TOKYO — Wall Street may be suffering the worst financial storm since the Great Depression, but Japan has felt like an island of Zen-like calm.

Trading data posted in Tokyo on Friday. “The financial crisis looks like fire on a distant shore,” a Japanese economist said.
The world’s second-largest economy has often seemed to be marching to its own drummer, sometimes to Japan’s own disadvantage. But rarely has the disconnect been as stark as during the current financial crisis...

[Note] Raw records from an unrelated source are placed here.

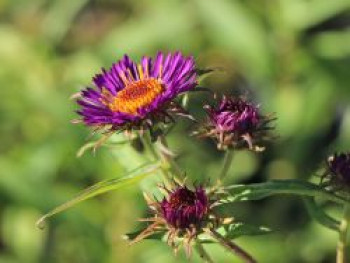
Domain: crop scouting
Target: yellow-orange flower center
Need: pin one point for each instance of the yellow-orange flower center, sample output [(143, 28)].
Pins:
[(136, 95)]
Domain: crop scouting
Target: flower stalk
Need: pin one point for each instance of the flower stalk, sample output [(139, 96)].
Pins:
[(231, 246), (226, 165), (203, 253), (343, 231)]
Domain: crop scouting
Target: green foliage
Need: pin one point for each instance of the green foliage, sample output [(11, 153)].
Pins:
[(291, 54), (103, 187), (293, 187)]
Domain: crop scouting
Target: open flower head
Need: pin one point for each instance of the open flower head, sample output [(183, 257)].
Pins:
[(181, 215), (337, 174), (135, 96), (237, 123)]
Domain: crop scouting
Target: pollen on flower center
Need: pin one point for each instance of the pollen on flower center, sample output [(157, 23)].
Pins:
[(135, 95)]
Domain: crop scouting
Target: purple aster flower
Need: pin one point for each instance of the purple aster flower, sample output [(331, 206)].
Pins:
[(181, 216), (236, 123), (134, 96), (185, 208), (337, 175)]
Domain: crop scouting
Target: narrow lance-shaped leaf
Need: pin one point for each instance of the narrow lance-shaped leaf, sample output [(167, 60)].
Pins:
[(103, 187), (235, 230), (319, 215), (262, 190)]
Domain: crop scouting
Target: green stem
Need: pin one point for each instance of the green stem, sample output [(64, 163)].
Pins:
[(203, 253), (226, 166), (343, 231), (231, 246), (169, 160), (146, 139)]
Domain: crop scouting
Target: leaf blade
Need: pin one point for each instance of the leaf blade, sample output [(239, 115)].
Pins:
[(103, 187)]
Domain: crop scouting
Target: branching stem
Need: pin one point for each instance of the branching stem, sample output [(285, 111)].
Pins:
[(343, 231)]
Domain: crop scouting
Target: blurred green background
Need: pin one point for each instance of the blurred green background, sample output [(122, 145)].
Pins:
[(292, 56)]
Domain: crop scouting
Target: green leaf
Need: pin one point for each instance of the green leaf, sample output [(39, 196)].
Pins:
[(103, 187), (235, 230), (275, 187), (319, 215)]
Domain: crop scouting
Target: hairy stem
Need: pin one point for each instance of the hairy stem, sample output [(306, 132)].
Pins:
[(226, 166), (203, 253), (343, 231), (231, 246)]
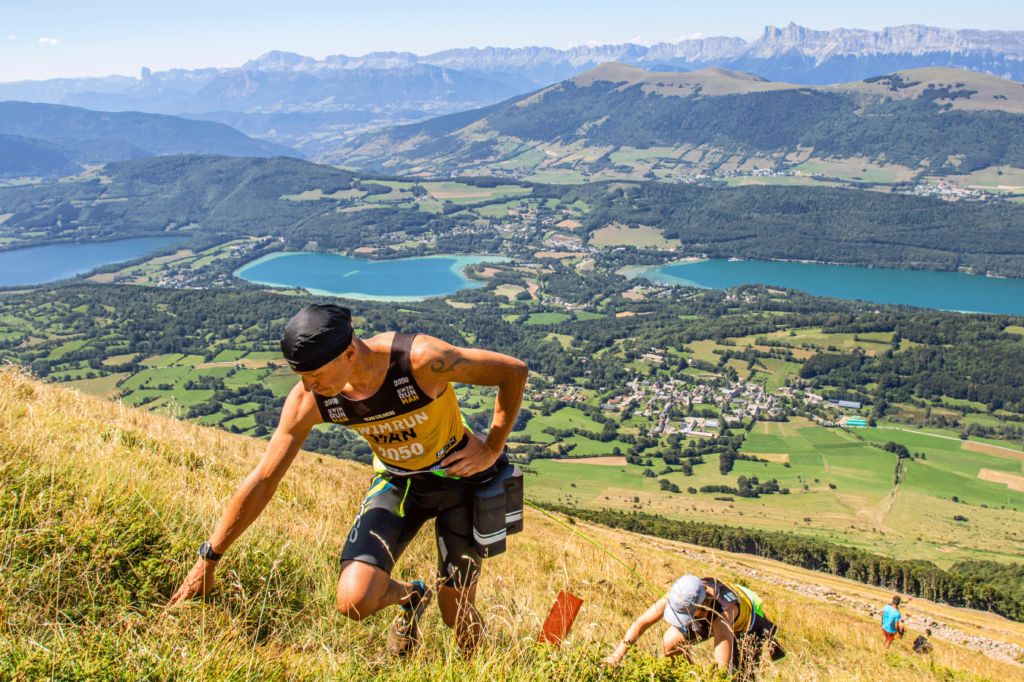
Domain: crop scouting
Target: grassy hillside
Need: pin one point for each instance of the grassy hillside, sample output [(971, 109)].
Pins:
[(932, 120), (102, 506)]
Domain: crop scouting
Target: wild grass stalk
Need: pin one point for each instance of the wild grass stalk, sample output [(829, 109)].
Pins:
[(101, 508)]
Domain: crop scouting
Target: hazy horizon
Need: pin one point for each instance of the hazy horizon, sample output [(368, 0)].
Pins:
[(99, 38)]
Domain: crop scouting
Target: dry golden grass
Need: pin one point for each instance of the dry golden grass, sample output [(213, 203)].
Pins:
[(102, 507)]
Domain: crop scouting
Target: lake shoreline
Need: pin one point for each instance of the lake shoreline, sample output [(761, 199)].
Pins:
[(457, 268), (939, 290)]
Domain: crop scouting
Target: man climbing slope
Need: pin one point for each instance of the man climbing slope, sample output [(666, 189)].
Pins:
[(395, 390), (700, 607), (892, 626)]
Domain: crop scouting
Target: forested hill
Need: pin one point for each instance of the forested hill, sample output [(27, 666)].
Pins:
[(220, 198), (938, 120), (148, 133)]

...“It [Japan] doesn’t need money”...

...This blessing has also been a curse to investors, say economists. Its wealth shields Japan from pressures to meet global standards of growth or corporate profitability. This is what allowed the nation to accept near zero growth rates in the 1990s and what permits the survival of Japanese corporate practices like valuing employees and clients over shareholders...Martin Fackler article in the NYT. (Reading the full article is necessary to truly appreciate it.)

Well Zen always explains it. Comedian/actor/director Beat Takashi has said that foreign journalists etc always ask him about Zen influence on his movies, so he will often claim some influence even though there is none. I always assume that whenever someone starts the Zen nonsense that everything to follow is suspect too.

I was a bit surprised to see how nonchalantly Japanese whom I have spoken with (other than those directly affected) have taken the crisis. Had it worsened, the effect on Japan would not be small. But Martin Fackler has discovered otherwise in our mysterious, inscrutable Orient.